Jay Cooke eventually donated his mansion to a progressive women's college, the Ogontz School for Girls. The school moved, and eventually became the Abington Campus of Penn State University. In the school’s final year at Ogontz, student Amelia Earhart attended Sunday worship at St. Paul's, the second person and first woman to fly solo across the Atlantic – an early supporter of the Equal Rights Amendment and an inspiration to women everywhere.
During the Gilded Age, St. Paul’s was home to many of Philadelphia’s wealthiest, including the Widener family, one of the richest families in American history. Their friends, the Art Nouveau artist Louis Comfort Tiffany, and the noted architect Horace Trumbauer, expanded and graced the church with thirteen spectacular stained-glass windows. It is documented that Julian Abele, the first African American architecture graduate of the University of Pennsylvania (and Horace Trumbauer's Chief Designer), actually did much of the expansion design work.

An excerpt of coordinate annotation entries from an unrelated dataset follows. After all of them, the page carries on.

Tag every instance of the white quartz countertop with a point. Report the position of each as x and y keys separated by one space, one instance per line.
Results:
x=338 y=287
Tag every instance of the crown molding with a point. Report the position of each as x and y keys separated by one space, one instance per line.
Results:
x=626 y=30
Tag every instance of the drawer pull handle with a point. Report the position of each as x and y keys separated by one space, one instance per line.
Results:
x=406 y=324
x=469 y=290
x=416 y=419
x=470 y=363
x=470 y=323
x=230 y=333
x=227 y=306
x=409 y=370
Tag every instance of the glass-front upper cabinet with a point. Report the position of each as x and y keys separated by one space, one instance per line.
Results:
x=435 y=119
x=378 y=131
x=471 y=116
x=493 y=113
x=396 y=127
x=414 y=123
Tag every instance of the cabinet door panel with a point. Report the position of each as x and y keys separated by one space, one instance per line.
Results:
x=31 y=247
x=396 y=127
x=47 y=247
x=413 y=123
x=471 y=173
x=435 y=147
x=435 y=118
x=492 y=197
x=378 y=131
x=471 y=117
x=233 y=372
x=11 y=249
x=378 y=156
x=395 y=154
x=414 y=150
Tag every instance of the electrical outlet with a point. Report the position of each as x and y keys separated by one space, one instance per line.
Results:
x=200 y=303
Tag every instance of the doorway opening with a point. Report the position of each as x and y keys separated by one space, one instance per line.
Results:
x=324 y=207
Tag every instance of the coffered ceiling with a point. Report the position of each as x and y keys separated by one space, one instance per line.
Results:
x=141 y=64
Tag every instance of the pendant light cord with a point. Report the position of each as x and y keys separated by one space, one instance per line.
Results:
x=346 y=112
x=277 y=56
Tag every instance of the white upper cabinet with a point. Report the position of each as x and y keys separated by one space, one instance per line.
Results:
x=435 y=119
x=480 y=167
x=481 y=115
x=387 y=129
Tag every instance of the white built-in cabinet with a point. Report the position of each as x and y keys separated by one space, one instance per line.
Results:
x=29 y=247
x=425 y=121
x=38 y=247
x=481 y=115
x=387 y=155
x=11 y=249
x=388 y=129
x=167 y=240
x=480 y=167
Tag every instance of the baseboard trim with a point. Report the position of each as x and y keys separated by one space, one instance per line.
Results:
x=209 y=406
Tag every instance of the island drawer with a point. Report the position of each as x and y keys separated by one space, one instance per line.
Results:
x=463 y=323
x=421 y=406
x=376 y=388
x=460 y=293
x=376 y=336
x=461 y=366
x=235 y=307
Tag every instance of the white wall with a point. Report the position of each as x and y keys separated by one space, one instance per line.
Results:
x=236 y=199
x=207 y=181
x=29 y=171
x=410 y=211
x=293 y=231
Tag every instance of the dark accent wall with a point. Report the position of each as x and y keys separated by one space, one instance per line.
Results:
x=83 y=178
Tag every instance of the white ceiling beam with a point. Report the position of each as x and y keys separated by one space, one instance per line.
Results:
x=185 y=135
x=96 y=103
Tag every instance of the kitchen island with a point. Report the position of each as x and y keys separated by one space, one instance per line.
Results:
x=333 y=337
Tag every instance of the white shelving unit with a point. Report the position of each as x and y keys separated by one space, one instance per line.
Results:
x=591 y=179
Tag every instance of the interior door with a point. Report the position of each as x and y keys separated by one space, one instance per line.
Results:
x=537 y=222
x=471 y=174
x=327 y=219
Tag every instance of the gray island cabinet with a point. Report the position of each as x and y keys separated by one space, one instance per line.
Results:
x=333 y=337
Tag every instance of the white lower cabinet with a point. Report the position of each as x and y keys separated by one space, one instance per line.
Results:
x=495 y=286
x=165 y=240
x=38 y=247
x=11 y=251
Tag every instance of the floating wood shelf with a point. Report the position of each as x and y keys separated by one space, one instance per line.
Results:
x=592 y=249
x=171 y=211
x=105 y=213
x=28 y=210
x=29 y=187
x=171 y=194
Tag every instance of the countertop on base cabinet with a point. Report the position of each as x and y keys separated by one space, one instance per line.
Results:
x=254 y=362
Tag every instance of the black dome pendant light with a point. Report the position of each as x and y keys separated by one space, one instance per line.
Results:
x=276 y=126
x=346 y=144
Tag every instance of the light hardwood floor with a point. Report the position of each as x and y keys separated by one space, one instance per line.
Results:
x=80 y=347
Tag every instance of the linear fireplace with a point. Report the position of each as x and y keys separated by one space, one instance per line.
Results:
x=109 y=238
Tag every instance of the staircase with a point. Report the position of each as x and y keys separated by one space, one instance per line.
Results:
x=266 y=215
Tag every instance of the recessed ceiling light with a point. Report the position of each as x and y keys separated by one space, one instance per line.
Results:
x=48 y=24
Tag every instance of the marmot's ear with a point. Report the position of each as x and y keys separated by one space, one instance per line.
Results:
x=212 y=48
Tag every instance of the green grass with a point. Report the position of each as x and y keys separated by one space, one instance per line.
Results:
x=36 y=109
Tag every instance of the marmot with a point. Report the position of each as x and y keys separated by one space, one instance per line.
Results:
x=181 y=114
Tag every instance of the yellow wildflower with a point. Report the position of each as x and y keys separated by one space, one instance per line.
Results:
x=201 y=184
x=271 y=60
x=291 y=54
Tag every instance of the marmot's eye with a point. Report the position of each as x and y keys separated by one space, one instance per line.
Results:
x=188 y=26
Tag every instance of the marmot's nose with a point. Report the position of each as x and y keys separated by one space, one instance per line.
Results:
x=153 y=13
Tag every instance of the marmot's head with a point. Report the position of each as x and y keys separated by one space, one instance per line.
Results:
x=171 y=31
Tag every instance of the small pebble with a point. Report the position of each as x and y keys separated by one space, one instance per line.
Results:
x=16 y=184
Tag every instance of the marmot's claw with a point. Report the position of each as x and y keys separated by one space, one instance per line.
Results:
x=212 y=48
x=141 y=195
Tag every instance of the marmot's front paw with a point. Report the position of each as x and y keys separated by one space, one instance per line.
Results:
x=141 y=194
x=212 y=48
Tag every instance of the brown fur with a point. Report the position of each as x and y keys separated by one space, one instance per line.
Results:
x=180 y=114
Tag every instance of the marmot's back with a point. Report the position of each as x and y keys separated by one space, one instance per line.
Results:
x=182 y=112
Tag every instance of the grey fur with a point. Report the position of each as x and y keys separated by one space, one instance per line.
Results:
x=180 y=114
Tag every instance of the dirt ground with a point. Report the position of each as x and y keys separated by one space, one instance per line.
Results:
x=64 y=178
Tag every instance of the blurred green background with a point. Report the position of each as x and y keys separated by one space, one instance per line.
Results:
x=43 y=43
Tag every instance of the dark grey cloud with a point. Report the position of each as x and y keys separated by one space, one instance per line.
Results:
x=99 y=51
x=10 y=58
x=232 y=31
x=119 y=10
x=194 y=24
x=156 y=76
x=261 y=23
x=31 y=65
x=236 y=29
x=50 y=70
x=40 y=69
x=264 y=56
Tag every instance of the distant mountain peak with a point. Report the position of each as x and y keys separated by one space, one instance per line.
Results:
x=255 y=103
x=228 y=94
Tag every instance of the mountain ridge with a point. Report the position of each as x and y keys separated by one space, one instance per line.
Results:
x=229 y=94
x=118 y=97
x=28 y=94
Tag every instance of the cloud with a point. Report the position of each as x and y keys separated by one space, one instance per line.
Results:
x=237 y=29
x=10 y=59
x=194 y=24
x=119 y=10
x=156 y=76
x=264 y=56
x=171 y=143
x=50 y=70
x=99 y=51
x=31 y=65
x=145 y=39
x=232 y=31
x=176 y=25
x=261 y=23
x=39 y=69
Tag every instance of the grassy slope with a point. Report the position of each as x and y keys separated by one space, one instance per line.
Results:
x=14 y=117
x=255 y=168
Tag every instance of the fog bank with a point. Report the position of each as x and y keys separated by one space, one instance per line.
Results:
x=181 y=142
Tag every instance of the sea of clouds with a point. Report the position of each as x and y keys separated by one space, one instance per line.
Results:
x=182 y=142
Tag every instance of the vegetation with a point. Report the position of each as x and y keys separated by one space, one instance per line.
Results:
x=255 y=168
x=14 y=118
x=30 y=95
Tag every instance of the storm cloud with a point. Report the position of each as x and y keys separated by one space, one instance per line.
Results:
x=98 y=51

The Widener family, preparing for their daughter’s wedding, returned from Europe in 1912 and held a glittering party aboard ship with the captain present; the very hour on its maiden voyage that the RMS Titanic was struck by an iceberg. Our church vestry member George D. Widener (who was also a Director of the Pennsylvania Academy of Fine Arts) and his son Harry were lost at sea; and in memory of George Widener, Tiffany designed a window at St. Paul's, showing Christ with a shepherd’s staff in front of an iceberg with the Northern Lights behind, and another window in memory of son Harry Widener.
In 1925, an AM radio station, WIBG (standing for “Why I Believe in God”) was started in the basement of St. Paul's by church member Dr. Theodore Elsner. Eventually sold, WIBG AM RADIO 99 went on to become THE premier Top40 radio station in the Delaware Valley throughout the Civil Rights Era (1950s to mid-60s). It was THE place on the transistor radio dial where white baby boomers first heard black rhythm and blues music, and where black teenagers first heard white rock and pop music. St. Paul’s Sunday services were broadcast on WIBG AM 99 until well into the late 1960s. Dr. Theodore Elsner went on to become the first radio and television advisor of Billy Graham.